As I clicked through the call stack I found there was a check somewhere in one of Next's internal components - as part of its componentDidMount() function there were a few conditions where it would force-reload the page.

Because of how it's built, Next's sourcemaps were incomplete in the view I had, but after comparing some of the constants in the file I was able to track it down to the file next/client/index.js in the Next.js source (line 181).

This section definitely looked like it could be causing the issue - the way Next was figuring out what URL to pass to router.replace() was relying on the URL in the browser's location history, which means that it would entirely bypass our reverse proxy A/B routing. Unfortunately I didn't yet know why this was being called, or if it was the only reason the page was being reinitialized.

I spent a while walking through the conditions in this line one by one, using my debugger to check the value of each variable in the faulty production pages, and work out what exactly was happening.

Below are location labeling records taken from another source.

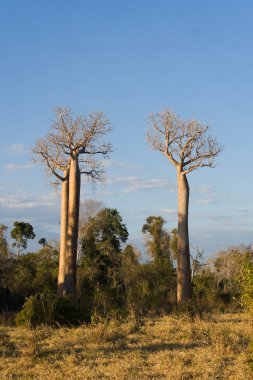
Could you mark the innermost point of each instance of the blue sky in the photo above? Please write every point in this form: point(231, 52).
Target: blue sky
point(127, 59)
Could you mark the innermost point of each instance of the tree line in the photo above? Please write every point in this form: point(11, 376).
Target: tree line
point(72, 148)
point(93, 265)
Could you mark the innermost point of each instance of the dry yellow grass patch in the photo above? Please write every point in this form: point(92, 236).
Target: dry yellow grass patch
point(165, 348)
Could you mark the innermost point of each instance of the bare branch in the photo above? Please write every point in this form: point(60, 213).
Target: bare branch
point(185, 143)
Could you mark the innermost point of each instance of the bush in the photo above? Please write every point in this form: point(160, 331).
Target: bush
point(48, 309)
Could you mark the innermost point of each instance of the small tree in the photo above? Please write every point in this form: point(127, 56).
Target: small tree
point(21, 233)
point(187, 145)
point(158, 241)
point(3, 241)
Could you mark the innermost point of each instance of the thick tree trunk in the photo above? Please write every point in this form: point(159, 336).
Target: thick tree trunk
point(72, 231)
point(184, 286)
point(63, 237)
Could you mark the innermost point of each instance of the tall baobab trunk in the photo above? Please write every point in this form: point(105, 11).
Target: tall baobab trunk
point(72, 231)
point(184, 287)
point(63, 237)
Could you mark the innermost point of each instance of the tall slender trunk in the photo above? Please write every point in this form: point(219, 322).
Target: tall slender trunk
point(184, 286)
point(63, 238)
point(72, 231)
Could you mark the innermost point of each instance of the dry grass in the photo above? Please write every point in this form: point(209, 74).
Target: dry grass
point(172, 347)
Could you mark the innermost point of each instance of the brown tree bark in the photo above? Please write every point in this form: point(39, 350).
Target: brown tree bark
point(72, 231)
point(184, 286)
point(63, 236)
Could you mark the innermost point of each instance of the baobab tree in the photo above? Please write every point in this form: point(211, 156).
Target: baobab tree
point(70, 149)
point(188, 146)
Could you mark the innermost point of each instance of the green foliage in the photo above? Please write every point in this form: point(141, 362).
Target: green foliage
point(47, 309)
point(150, 288)
point(4, 251)
point(246, 281)
point(158, 238)
point(100, 275)
point(21, 233)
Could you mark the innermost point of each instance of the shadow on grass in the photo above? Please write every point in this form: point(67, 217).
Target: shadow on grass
point(151, 347)
point(7, 347)
point(119, 347)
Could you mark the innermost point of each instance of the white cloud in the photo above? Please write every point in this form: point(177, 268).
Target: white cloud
point(206, 189)
point(17, 167)
point(169, 211)
point(120, 164)
point(133, 184)
point(17, 150)
point(204, 201)
point(26, 201)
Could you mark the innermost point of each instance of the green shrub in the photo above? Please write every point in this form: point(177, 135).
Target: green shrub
point(48, 309)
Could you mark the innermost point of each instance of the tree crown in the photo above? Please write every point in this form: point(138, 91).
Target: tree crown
point(186, 144)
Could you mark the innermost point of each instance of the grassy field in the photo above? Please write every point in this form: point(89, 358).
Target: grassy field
point(214, 347)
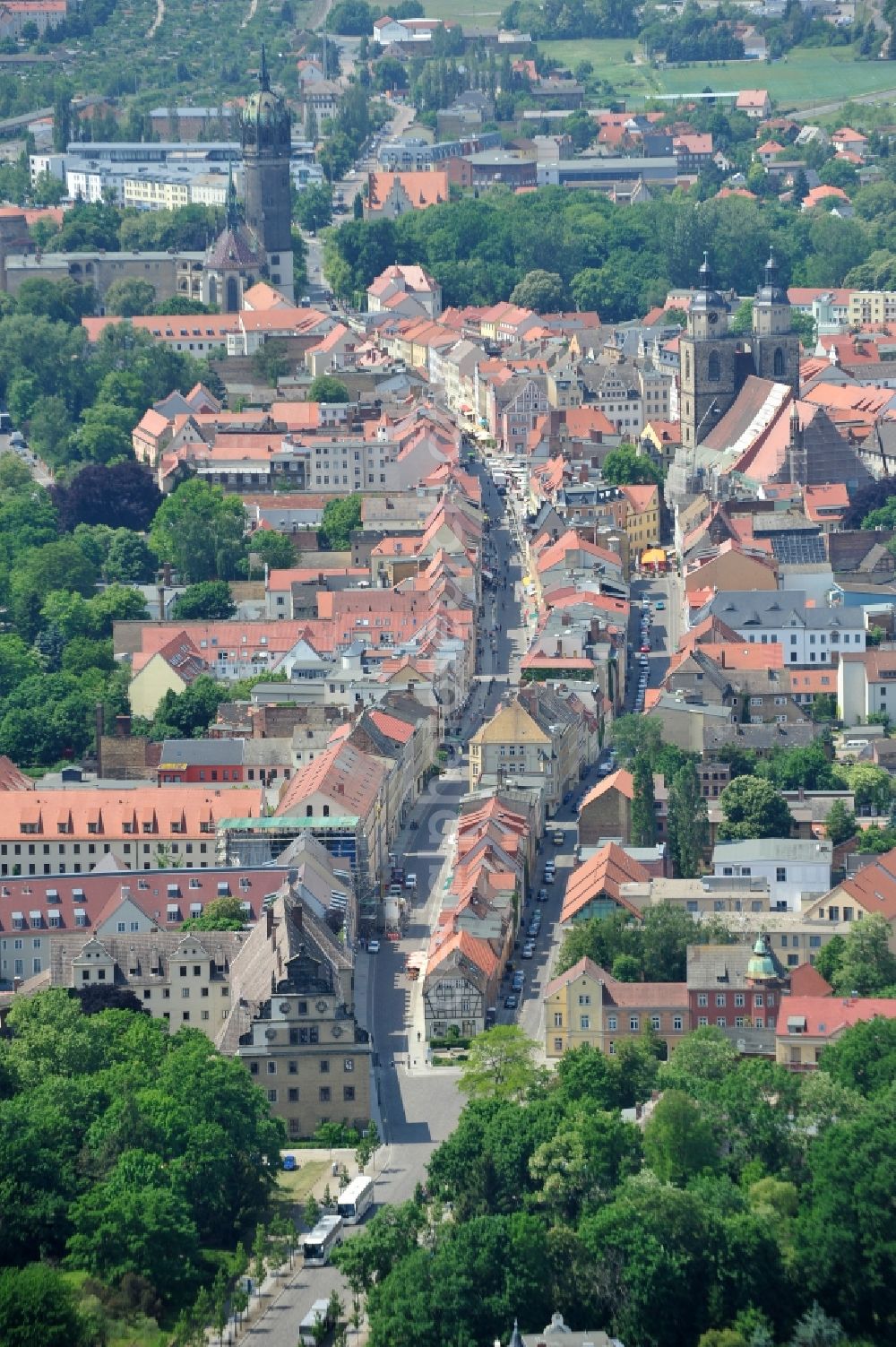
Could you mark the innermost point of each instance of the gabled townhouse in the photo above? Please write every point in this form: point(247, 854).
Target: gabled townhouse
point(740, 989)
point(871, 889)
point(348, 786)
point(171, 667)
point(643, 516)
point(115, 902)
point(594, 888)
point(866, 685)
point(588, 1006)
point(293, 1020)
point(570, 557)
point(513, 749)
point(809, 1024)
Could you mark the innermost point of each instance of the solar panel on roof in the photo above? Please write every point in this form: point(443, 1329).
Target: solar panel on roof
point(799, 548)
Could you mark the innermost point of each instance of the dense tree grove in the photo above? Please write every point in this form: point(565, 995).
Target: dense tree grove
point(754, 1208)
point(125, 1151)
point(616, 262)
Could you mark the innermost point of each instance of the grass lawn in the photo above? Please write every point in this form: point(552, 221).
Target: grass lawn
point(478, 13)
point(297, 1184)
point(809, 75)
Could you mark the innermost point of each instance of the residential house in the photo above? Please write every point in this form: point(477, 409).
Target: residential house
point(795, 870)
point(392, 194)
point(754, 102)
point(740, 989)
point(866, 685)
point(513, 747)
point(594, 888)
point(114, 902)
point(607, 810)
point(70, 832)
point(293, 1022)
point(643, 516)
point(404, 281)
point(589, 1006)
point(809, 1024)
point(807, 635)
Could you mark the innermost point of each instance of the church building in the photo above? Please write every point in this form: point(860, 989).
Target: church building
point(716, 363)
point(260, 246)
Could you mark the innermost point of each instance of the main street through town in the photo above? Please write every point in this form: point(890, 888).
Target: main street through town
point(418, 1105)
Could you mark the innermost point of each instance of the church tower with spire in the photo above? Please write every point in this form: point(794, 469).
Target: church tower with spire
point(775, 344)
point(711, 375)
point(265, 136)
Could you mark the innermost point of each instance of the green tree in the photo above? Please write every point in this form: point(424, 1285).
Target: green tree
point(208, 600)
point(703, 1057)
point(624, 466)
point(643, 827)
point(864, 1058)
point(687, 824)
point(678, 1143)
point(366, 1146)
point(847, 1230)
point(840, 824)
point(325, 388)
point(539, 289)
point(668, 931)
point(219, 915)
point(754, 808)
point(866, 966)
point(200, 531)
point(633, 734)
point(271, 361)
point(499, 1065)
point(340, 517)
point(130, 297)
point(38, 1309)
point(872, 787)
point(135, 1223)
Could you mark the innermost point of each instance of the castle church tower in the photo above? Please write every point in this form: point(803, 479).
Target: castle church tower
point(775, 345)
point(709, 363)
point(264, 135)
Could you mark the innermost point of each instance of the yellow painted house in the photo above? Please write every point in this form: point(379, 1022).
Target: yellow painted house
point(171, 669)
point(643, 516)
point(588, 1005)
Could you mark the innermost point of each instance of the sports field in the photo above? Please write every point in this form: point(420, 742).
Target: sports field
point(806, 77)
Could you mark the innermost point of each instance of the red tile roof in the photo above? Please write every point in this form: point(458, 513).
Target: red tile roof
point(604, 873)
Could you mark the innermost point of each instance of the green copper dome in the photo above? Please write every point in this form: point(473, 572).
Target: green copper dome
point(762, 966)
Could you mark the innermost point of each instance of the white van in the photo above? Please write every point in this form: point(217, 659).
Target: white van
point(318, 1314)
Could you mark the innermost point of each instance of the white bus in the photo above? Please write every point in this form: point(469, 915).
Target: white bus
point(318, 1244)
point(356, 1200)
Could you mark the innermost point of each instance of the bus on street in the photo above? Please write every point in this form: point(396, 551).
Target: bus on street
point(320, 1242)
point(356, 1200)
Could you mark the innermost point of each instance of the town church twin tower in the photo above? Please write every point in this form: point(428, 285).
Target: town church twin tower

It skips the checks for 404 and error pages, since that's not the kind of page we were on, isFallback is false so it moves on to the other conditions combined with an || there, data.nextExport is undefined (as we don't use static export for our site), but hydrateProps and hydrateProps.__N_SSG were both set!

So because hydrateProps and hydrateProps.__N_SSG both exist, it reloads the page if either of the following conditions are true:

  • The page has a query string (location.search)
  • The environment variable __NEXT_HAS_REWRITES is set

Obviously the pages we first observed the bug on didn't have query strings, but the rewrite condition had been optimized by webpack to just true so that seemed promising. With a bit more searching I tracked that environment variable to Next's webpack config, which seems to set the variable if Next's config file has a rewrite property configured.

Confirming the hunch

At this point it seemed I had found the issue, but I wanted to confirm it without any doubt. So I reverted my local repo to the last commit we had deployed before seeing the issue, and quickly navigated back to that same line in the generated app bundle. This time the process.env.__NEXT_HAS_REWRITES condition had been entirely removed, as webpack saw that environment variable was false for the build and could never affect the condition.

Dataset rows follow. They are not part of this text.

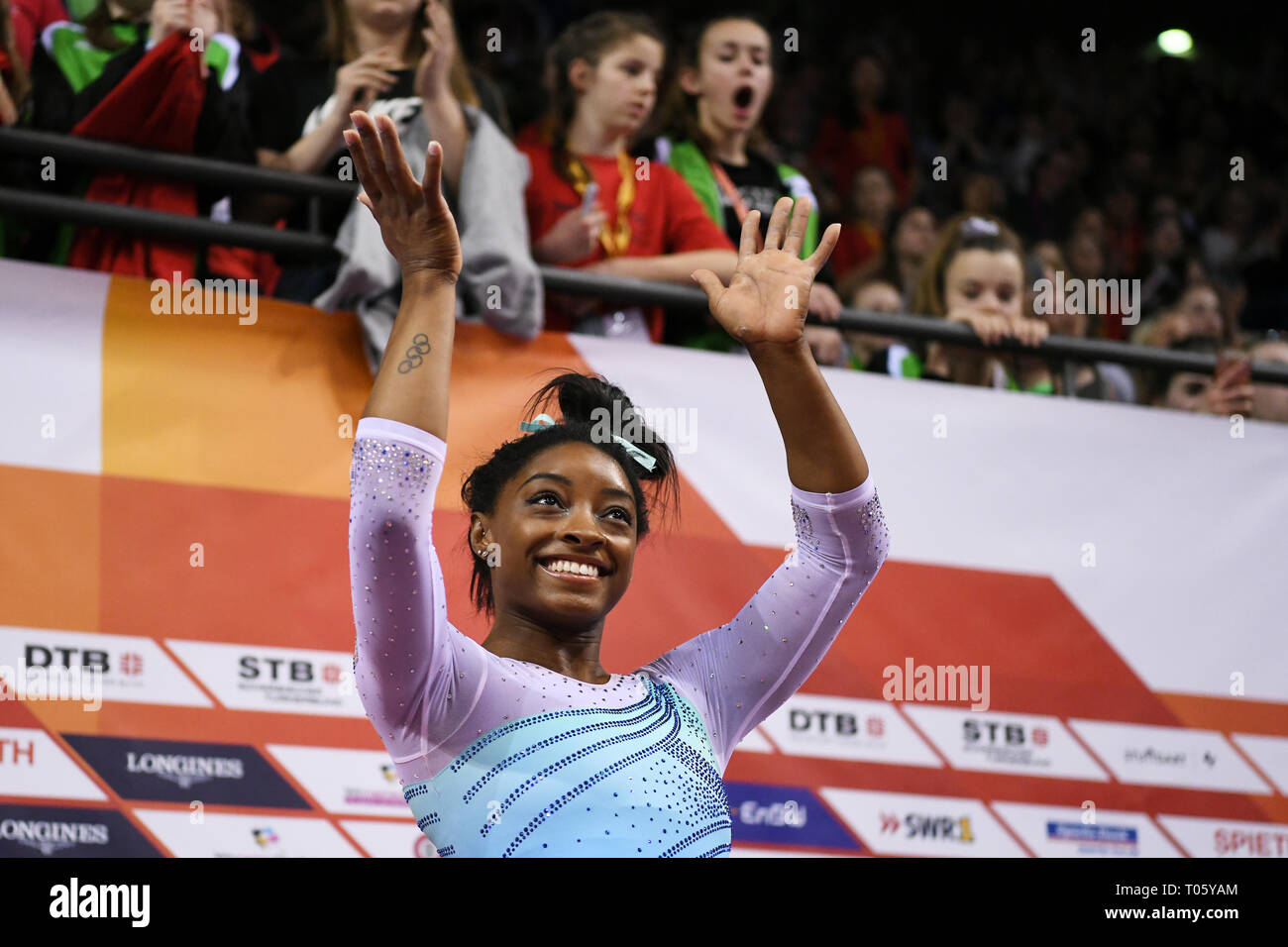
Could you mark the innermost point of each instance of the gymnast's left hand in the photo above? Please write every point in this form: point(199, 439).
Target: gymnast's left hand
point(768, 296)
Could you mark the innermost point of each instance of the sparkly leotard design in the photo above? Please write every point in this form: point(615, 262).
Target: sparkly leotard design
point(500, 757)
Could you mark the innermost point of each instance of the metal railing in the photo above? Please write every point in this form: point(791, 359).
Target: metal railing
point(1069, 351)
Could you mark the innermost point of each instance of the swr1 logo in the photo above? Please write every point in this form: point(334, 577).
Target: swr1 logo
point(939, 827)
point(1012, 733)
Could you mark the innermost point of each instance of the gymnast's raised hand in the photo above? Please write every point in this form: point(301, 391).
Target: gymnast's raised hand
point(768, 296)
point(415, 221)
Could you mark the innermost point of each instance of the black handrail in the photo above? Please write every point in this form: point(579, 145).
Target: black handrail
point(198, 170)
point(155, 223)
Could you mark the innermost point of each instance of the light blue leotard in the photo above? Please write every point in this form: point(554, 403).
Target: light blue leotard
point(500, 757)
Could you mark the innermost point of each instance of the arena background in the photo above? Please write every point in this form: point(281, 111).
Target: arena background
point(1119, 570)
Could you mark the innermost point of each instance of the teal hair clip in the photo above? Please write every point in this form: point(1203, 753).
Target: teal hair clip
point(644, 460)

Lastly I spun up my full local environment, reverse proxy and all, just to confirm that in as close to a production-like environment as I could. I removed the rewrite rule from the Next.js application and made an equivalent redirect in our reverse proxy - just to make sure I could preserve the intended application behavior without the bug.

And sure enough - with the redirect behavior moved out of Next.js and into the reverse proxy, the bug entirely disappeared! So I reverted and restored my changes a few times just to double check, and then alerted the other senior developers I had a solution.